We don’t have to say much about the HD7870’s dip at 1300MHz here – it’s painfully obvious. What’s more interesting is the dip we see at 1450MHz, which may well be the point at which VRAM error correction is kicking in with this card and this game. That’s why VRAM overclocking can be a bit of a mystery – you may find a setting that works very well with one game only to be less satisfactory in another game.

Overall, VRAM overclocking in Just Cause 2 is on the low side, at about 5% for the GTX670 and 7% for the HD7870. Just Cause 2 also happens to be the highest-performing game of the three tested here, which means it simply may not be presenting the type of memory bandwidth load as the other benchmarks. This could in fact explain why the GTX670’s performance appears to level off at 6600MHz – if error correction were occurring, it would drop off and/or crash, but it appears Just Cause 2 simply cannot take advantage of extra memory bandwidth after a certain point. This may also explain the HD7870’s plateau at 1400MHz.

Hitman Absolution Benchmark – Ultra Settings (4xAA)/1080p Resolution

Our final benchmark is Hitman Absolution, which is the newest game in this test. It takes advantage of all of the latest capabilities of this generation of video cards, and it produces by far the best graphics of the three games here, coming close to the sophistication of the graphics on display in 3DMark Fire Strike technology demo.

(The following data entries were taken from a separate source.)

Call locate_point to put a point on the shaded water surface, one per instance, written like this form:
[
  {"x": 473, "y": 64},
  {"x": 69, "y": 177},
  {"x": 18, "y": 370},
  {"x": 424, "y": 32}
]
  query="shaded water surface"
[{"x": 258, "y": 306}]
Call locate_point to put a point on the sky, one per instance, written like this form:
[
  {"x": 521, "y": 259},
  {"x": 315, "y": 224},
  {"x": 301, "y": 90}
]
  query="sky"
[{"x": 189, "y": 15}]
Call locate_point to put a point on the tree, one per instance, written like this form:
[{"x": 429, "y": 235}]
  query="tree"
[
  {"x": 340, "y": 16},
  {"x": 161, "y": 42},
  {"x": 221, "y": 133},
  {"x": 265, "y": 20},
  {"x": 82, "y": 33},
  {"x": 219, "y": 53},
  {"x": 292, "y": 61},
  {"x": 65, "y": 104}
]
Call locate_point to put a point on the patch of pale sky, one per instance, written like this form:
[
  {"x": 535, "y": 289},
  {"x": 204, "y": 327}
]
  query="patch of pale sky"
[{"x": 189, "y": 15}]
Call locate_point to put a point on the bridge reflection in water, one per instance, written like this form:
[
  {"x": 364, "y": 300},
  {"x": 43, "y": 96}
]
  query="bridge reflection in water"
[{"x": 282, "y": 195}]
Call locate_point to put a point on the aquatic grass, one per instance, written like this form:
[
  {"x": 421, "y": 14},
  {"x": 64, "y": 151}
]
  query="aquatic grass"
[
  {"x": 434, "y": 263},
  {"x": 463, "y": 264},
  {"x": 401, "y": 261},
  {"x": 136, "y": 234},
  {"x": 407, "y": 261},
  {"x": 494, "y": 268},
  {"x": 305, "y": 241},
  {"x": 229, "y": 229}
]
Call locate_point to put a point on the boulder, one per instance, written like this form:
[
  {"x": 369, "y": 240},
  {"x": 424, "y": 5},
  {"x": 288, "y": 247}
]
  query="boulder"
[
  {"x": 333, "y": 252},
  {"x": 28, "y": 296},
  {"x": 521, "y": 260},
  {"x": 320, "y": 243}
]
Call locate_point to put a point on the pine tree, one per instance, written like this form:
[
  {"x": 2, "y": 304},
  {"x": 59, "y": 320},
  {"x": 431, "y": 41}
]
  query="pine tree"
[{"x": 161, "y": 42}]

Again we see that the HD7870’s performance dips at the 1300MHz memory clock, but picks up again quickly, resulting in a performance increase of over 9% for the 20% overclock. The GTX670 also achieves a nearly 9% improvement, but not at the maximum overclock tested (7200MHz) – rather, it achieves its best result at 6800MHz. The drop off witnessed here is likely error correction kicking in – Hitman is presenting a significant enough load on the graphics card that it should be able to utilize additional memory bandwidth, if the overclock is stable. Apparently, in this game, the overclock that worked for the GTX670 in other games simply isn’t ideal.


So what have we learned? First of all, VRAM overclocking can have significant benefits – with a 20% VRAM overclock on both of our test cards, we achieved anywhere from a 5% performance increase (25% scaling) to a 13% performance increase (65% scaling), with the average for both cards being 8% (40% scaling). But be cautious – in some cases this was not at the maximum tested “stable” overclocks.

And this brings us to an important second lesson: VRAM overclocking can be finicky, particularly with the Radeon HD7000 series. The HD7870 performance actually decreased at a particular VRAM overclock (1300MHz here), only to increase as the overclocked was pushed higher. In addition, on both cards, what appears to be a stable and effective VRAM overclock in one game can result in reduced performance in another. Finally, it appears that to a certain extent, the higher the load that a benchmark puts on a graphics card, the greater are the benefits of VRAM overclocking (and its greater memory bandwidth).

One issue remains on the table – all of these tests were performed at a resolution of 1920×1080, but the higher the resolution, the higher the demand for memory bandwidth. So perhaps we’d find that the benefits of VRAM overclocking increase at higher resolutions, or conversely we might find that with greater bandwidth demands, high memory overclocks might be more likely to lead to error correction and crashes. We’ll have to wait for another day to find out the answers!